One of my earliest memories involved me playing with my little brother. I took one of his blocks, but not to upset him or anything, I just wanted it. I remember him starting to scream like little toddlers do when their toy is taken from them, and I just froze, because I knew what my mom would do if she saw him crying, and me obviously the cause of it. I tried to get him to stop, but it was too late. I remember my mom coming behind me, and me trying to apologize, but there was a look on her face, and I just shut up, covered my head and just took it. I took it for years. Wooden spoons still freak me out a bit. It took me a little while to cook with them without getting shaky.
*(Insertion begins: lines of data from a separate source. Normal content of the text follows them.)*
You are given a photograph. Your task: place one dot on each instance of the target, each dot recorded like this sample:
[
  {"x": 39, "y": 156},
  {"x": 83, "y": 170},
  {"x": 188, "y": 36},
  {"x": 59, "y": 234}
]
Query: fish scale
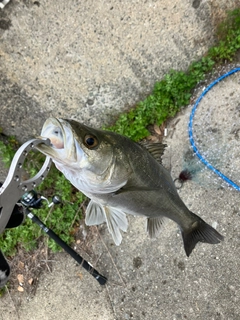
[{"x": 121, "y": 177}]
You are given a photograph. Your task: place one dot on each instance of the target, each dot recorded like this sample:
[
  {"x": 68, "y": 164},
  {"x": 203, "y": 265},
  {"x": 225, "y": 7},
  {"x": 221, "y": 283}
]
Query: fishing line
[{"x": 190, "y": 131}]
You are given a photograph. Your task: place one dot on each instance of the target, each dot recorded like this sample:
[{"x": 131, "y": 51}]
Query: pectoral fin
[
  {"x": 116, "y": 220},
  {"x": 154, "y": 226},
  {"x": 94, "y": 214}
]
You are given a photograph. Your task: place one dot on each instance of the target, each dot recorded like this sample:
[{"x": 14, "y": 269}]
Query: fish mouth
[{"x": 62, "y": 146}]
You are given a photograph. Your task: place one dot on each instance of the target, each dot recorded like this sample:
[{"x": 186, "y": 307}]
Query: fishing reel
[{"x": 33, "y": 200}]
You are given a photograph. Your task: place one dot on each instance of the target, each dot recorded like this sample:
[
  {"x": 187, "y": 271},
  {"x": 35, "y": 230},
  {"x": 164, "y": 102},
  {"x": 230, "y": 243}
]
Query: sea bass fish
[{"x": 121, "y": 177}]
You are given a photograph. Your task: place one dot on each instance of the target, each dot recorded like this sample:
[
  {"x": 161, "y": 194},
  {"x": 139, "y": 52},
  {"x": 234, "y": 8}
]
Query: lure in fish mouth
[{"x": 121, "y": 177}]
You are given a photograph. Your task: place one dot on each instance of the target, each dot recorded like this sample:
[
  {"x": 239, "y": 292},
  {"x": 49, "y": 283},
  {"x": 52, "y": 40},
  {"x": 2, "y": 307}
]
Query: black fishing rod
[{"x": 31, "y": 199}]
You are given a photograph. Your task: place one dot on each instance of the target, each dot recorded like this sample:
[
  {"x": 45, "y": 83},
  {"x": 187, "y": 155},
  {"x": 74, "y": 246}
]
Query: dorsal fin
[{"x": 156, "y": 149}]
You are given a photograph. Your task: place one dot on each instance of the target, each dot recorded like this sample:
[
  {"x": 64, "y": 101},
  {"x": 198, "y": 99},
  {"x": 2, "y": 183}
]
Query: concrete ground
[{"x": 91, "y": 60}]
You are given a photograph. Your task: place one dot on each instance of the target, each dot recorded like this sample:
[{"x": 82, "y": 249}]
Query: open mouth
[{"x": 60, "y": 134}]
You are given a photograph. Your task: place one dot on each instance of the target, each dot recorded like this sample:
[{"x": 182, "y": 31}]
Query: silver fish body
[{"x": 121, "y": 177}]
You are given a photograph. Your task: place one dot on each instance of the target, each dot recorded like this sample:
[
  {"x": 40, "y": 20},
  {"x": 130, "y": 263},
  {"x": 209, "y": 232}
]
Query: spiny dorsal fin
[{"x": 155, "y": 149}]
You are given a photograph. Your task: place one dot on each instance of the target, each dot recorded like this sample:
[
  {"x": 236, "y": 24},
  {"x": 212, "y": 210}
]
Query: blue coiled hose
[{"x": 190, "y": 131}]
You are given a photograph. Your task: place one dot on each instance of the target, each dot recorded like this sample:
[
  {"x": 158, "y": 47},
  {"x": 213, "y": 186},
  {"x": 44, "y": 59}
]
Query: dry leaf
[
  {"x": 20, "y": 278},
  {"x": 153, "y": 139},
  {"x": 80, "y": 276},
  {"x": 157, "y": 129},
  {"x": 20, "y": 289}
]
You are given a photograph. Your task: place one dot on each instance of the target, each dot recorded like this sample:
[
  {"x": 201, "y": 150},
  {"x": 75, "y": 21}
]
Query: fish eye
[{"x": 90, "y": 141}]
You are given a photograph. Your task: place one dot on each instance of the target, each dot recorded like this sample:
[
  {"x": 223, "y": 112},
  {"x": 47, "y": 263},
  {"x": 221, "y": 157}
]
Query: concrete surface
[{"x": 89, "y": 60}]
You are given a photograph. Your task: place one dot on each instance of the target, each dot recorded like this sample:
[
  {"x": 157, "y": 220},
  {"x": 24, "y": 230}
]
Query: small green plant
[{"x": 174, "y": 91}]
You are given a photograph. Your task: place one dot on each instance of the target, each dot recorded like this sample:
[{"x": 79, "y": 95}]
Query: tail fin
[{"x": 200, "y": 232}]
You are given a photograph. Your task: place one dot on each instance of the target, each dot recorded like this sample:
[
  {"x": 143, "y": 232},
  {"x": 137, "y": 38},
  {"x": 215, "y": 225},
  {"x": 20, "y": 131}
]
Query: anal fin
[{"x": 116, "y": 219}]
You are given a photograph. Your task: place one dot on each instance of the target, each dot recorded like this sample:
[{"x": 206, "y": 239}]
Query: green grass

I can't remember a time when I wasn't scared or sad. I tried so hard to be good and do everything just right, but no matter what it was, it wasn't enough for my mom. She would go from spitting mad to completely indifferent to my fears or insecurities in a blink. I never knew quite what to expect. My parents screamed a lot, at us, and at each other. The only thing I knew to do was exactly as I was told, as was expected. I'm coming to terms that even that didn't work. I'm still a stupid, naive, weak child. If, after giving absolutely everything I can, it still isn't enough to have her at least like me, I must be worthless.
Somewhere inside, I feel like maybe that isn't true, and I'm feeling more confident as I strive to heal. I'm 26. I have a loving husband and 4 beautiful boys. I can be a good mom. That's what I'm holding onto.